Hb Affinity in the High HbCO Group

The graphical representations of raw HbO2 and Std-HbO2 in relation to PO2 show that Std-HbO2 reached an upper limit of 92.6% because of the competitive binding of CO to Hb (Supplementary Figures 2A,B). Contrary to COVID-19 and non-COVID-19 groups, mean difference between measured Std-HbO2 and predicted HbO2 was important in the high HbCO group: −8.6 ± 2.1% (p = 0.0001). Taking into account the combined saturation of Hb with O2 and CO (Std-SatO2 + CO), compared to the standard O2-Hb dissociation curve, a shift in the relation between combined saturation and PO2 was observed to the left, indicating a lower P50 and a greater Hb affinity for O2 (Supplementary Figure 2C). At last, when the partial pressure in CO (PCO) was also taken into account, the median difference between measured combined saturation and predicted combined saturation was reduced to −0.16 ± 1.65% (p = 0.92), indicating that our model was able to explain every kind of variation (Supplementary Figure 2D).

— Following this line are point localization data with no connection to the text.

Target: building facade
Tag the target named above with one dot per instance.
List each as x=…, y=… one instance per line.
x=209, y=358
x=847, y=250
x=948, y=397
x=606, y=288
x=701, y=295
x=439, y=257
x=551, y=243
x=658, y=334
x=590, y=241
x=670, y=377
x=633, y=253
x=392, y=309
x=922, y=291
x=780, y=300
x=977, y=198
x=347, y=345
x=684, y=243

Hb Affinity in the SCD Group

In the same line, mean difference between measured Std-HbO2 and predicted HbO2 was important in the SCD group: −5.3 ± 4.1% (p < 0.0001). As expected, a shift was observed to the right in the relation between Std-HbO2 and PO2, as compared to the standard O2-Hb dissociation curve (Supplementary Figure 3), indicating that our model was able to detect clinically significant changes in Hb affinity even in a group of patients with abnormal Hb (here, a rise in P50 with decreased Hb affinity). Taking into account combined Hb saturation (Std-SatO2 + CO) and PCO did not change those results. Of note, median P50 while taking hydroxycarbamide was significantly less elevated than without treatment: 28.2 mmHg [27–31.2] vs. 30 mmHg [26.9–31.9], respectively (p = 0.014). However, all samples were retained for analysis in the present study. On the other hand, the effect of transfusion on P50 could be assessed in a subgroup of 11 SCD patients: P50 decreased in only 7 of them after transfusion, and the mean difference in P50 before/after transfusion in the whole subgroup was −0.5 ± 1.7 mmHg (p = 0.38).

Anemia and Hemolysis

Median [Hb] at baseline was significantly higher in the COVID-19 group than in the non-COVID-19 group (Table 1). Twenty-four COVID-19 patients displayed [Hb] ≤ 11 g.dl–1 at some point. Among them, 17 exhibited no biological sign of hemolysis, and the cause of anemia was undetermined for the other 7 (due to limited retrospective data). Among biological variables related to anemia, inflammation markers (ferritin, CRP) were the only significant differences between anemic patients from COVID-19 to non-COVID-19 groups (Supplementary Table 3).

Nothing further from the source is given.